他方、渋沢翁は「弱者を救うことが経済的」と偽善とは対極にある慧眼を示している。
翁は生涯4度、米国を視察し多くの企業経営者らと面談し、その、企業の在り方の重要要素として社会貢献、今でいうメセナにも接した。
そして、1867(慶応3)年、徳川昭武遣欧使節団に随行し、第二回パリ万博を訪問した。同万博ではアンリー・デュナンが万国赤十字運動の初めての展示を作り、広報に尽力している。そのパリ訪問時には渋沢翁は現地の病院も見学し、そこで受けた社会政策の在り方が後年東京養育院を引き受けることになった要因と言われている。
その後紆余曲折があり、結果、東京養育院は解散、現在、翁の遺志は2009年4月に発足した東京・板橋区にある(地方独立共生法人)東京都健康長寿医療センターに継がれている。
その英文表示はTokyo Metropolitan Institute for Geriatrics and Gerontology (TMIG)。
Geriatric は老年に関連する形容詞であり、老人、彼らの健康状態、そして老年に固有の疾患や問題に対処する医療分野を指す言葉。

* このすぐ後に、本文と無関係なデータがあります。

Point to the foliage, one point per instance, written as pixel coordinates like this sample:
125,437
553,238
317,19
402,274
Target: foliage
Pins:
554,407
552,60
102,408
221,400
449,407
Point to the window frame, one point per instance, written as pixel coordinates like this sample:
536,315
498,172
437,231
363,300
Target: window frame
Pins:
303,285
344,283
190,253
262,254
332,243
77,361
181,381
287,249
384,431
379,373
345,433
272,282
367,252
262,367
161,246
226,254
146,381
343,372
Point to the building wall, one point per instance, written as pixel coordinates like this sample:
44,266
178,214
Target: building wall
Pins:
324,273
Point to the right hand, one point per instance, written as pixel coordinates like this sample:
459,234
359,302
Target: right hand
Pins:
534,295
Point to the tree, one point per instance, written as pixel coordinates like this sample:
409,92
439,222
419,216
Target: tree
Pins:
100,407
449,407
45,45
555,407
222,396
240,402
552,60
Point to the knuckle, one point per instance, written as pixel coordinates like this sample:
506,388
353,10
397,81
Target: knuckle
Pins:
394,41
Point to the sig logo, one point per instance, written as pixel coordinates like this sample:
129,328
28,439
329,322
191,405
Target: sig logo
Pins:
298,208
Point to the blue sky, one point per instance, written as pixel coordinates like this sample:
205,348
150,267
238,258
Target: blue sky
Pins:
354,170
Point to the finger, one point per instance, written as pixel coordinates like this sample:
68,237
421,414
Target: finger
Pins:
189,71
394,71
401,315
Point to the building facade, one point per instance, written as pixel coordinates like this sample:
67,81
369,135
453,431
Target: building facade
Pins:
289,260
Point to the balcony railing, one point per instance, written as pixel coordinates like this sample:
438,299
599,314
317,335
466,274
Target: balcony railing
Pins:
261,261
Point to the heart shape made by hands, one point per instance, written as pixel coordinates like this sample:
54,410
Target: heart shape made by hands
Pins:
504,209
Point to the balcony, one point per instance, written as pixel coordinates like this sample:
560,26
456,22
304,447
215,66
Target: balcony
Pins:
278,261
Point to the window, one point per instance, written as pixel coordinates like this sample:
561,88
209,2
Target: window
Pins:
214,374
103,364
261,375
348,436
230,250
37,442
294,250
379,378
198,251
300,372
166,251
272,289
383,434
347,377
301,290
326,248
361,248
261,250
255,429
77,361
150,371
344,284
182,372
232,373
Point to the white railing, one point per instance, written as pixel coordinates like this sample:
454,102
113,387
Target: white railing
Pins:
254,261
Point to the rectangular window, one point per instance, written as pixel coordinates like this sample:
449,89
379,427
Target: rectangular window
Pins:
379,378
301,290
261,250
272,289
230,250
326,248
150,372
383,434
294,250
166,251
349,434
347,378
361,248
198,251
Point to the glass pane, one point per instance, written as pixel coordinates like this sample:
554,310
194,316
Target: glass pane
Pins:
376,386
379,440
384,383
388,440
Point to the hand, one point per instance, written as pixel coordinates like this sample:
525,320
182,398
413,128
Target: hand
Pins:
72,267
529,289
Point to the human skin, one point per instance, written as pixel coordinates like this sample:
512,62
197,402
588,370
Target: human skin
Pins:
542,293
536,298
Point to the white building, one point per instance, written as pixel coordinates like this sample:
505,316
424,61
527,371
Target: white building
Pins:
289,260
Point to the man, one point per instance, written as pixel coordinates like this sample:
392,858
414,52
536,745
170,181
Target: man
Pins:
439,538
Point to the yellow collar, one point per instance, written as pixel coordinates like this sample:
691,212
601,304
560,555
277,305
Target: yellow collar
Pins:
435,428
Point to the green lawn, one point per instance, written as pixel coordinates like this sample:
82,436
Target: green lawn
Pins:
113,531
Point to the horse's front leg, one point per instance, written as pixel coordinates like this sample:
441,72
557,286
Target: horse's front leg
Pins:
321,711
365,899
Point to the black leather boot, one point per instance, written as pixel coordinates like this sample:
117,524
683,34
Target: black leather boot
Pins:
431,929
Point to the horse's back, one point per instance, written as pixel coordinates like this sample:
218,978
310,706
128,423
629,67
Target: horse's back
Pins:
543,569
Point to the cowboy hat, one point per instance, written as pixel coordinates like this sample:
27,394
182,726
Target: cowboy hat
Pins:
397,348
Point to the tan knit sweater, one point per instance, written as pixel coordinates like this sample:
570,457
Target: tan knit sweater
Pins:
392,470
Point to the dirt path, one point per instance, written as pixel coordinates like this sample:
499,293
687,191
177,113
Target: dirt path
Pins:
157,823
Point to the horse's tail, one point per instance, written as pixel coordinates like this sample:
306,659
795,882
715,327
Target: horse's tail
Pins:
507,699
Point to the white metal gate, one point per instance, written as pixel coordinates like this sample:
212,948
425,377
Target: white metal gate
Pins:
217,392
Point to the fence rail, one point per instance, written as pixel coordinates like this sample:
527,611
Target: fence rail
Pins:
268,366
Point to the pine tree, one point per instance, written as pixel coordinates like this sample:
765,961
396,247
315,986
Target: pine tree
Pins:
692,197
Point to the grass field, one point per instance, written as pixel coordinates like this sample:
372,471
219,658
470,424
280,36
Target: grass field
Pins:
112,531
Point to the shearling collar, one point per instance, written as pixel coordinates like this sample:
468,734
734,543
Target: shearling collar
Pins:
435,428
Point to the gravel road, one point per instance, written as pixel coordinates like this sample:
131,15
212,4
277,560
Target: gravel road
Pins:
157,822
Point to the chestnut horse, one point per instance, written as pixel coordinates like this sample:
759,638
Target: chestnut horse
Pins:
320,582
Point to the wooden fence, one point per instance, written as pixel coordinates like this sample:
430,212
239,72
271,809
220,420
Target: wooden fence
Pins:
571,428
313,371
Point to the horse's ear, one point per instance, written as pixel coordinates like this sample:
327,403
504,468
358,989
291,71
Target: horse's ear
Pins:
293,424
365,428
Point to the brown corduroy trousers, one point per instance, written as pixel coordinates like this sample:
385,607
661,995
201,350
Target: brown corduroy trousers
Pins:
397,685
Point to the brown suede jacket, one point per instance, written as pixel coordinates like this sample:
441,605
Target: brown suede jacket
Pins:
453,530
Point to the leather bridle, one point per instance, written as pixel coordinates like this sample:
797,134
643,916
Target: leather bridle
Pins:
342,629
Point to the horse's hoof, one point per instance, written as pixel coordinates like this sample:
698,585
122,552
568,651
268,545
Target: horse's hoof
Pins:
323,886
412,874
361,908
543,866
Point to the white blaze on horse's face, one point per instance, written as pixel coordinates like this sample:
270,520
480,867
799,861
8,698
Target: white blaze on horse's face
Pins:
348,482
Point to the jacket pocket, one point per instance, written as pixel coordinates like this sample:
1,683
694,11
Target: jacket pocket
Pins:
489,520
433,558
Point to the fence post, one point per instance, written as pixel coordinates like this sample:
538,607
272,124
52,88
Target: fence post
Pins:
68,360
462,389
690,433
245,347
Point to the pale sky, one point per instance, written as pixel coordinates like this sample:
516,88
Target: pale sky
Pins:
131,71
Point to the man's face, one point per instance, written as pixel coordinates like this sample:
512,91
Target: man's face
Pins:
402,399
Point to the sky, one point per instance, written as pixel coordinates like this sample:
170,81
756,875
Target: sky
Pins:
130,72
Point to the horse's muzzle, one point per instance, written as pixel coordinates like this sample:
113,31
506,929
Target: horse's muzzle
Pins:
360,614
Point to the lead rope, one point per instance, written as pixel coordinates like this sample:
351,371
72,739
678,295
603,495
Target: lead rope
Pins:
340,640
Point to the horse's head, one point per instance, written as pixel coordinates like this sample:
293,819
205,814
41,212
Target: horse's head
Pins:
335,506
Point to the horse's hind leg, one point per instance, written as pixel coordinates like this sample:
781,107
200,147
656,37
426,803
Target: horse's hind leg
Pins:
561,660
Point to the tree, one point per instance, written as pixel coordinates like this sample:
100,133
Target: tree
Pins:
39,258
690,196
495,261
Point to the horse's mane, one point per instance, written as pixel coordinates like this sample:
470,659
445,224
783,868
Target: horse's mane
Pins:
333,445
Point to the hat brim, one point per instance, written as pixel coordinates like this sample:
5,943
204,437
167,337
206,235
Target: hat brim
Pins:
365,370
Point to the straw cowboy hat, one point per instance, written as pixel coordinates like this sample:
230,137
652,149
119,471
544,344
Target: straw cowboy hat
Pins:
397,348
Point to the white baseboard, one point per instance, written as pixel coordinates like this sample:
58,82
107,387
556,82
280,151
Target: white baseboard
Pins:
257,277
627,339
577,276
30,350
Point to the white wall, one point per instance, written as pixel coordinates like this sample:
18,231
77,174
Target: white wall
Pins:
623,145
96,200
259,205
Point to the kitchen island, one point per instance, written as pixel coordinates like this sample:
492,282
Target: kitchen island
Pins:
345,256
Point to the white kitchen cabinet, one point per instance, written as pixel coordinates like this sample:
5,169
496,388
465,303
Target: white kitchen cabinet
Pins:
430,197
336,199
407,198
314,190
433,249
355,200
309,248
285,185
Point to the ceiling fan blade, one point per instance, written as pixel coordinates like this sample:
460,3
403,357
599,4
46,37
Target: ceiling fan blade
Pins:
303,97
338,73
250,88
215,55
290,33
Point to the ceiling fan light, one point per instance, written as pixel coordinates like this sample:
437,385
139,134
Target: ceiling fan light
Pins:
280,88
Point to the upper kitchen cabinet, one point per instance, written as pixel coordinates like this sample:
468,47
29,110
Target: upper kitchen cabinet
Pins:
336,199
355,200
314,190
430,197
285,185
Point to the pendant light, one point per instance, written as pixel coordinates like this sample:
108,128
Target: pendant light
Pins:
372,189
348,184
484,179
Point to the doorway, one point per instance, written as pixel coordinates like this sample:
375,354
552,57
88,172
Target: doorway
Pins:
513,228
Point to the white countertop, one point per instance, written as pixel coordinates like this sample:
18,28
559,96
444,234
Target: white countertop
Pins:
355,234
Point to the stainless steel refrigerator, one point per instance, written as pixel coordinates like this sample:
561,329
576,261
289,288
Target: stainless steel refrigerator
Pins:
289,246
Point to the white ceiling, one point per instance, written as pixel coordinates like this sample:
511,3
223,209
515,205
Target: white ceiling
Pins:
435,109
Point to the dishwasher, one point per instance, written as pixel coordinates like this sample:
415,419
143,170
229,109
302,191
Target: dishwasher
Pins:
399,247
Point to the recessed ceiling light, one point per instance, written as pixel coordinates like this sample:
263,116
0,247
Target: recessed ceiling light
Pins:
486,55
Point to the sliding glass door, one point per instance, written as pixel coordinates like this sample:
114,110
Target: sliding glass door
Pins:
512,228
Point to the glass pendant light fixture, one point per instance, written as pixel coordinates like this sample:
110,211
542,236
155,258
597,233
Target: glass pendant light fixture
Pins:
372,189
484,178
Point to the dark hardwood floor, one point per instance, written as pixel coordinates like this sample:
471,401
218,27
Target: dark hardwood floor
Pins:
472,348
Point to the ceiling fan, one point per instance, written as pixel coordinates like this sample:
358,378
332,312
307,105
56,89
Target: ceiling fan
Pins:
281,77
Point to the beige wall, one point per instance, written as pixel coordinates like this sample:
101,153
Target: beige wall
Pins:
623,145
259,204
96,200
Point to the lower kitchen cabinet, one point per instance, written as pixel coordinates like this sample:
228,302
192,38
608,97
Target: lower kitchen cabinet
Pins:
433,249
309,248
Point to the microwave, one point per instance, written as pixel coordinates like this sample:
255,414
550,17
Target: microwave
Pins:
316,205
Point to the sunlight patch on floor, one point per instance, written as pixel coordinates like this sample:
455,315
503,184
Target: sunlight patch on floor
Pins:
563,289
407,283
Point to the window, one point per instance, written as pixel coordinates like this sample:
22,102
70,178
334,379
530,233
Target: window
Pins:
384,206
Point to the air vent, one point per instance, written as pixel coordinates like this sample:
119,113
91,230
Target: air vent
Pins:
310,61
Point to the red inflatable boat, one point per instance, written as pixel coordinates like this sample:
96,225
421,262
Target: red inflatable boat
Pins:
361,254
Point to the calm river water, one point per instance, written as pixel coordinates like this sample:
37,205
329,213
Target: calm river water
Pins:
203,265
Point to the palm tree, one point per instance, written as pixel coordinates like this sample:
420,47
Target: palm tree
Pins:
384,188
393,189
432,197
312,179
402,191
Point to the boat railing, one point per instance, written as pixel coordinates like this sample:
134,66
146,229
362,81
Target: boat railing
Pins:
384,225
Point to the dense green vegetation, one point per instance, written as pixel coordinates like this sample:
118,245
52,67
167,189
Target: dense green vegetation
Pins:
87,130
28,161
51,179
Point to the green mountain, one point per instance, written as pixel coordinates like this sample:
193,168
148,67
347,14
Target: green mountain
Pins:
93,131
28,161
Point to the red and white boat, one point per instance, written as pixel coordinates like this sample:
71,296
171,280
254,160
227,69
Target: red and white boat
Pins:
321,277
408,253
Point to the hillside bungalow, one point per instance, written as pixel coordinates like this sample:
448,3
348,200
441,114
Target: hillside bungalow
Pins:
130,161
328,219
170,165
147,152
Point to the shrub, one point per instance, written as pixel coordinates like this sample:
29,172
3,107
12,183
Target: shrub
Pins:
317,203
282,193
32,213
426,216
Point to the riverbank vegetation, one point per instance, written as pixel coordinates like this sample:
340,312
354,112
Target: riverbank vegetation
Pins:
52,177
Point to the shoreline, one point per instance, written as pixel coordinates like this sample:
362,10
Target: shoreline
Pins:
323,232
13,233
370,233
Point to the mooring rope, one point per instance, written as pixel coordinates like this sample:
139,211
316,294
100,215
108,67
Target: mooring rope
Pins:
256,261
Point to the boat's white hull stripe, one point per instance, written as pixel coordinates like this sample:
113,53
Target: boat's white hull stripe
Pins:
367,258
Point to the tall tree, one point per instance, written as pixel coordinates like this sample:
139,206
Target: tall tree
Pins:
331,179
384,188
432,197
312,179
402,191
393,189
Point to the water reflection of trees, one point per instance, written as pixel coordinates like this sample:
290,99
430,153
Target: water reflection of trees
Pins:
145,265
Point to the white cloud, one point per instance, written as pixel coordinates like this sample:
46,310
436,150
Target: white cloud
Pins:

Geriatric は、1909年に英語で形成された言葉で、ギリシャ語のラテン化された形から派生した。
その歴史は古く、すでに1903年にフランス・パスツール研究所での「長寿」に関する研究をGerontologyと命名したとされる。
1930年代以降、主に米国を中心に発展、現在も約250の大学や研究機関で研究や教育が進められている。
病院の歴史|病院について|地方独立行政法人 東京都健康長寿医療センター
冊子「東京都健康長寿医療センターの歴史」には病院と研究としていくつかの注目すべき言葉が記されている:
Healthy Aging健康長寿、Living Well with Dementia認知症、Care and Research for Prefrailtyフレイル予防、Multi-disciplinary Education健康長寿医療研修。
いずれも馴染みのない英語だが、人生100年時代era of centenariansの到来を前にいま、日本でもジェロントロジーを注目せねばならない。
養育=養(Foster弱者の救済)+育(Education啓蒙、育生)。
渋沢翁の巨大な像の前に立ち、改めてその偉業「養育院」から「弱者を救うことが経済的」というビジネス訓を想う。
(一社)日本在外企業協会 「月刊グローバル経営」誌11月号Global Business English File第104回拙稿より転載加筆。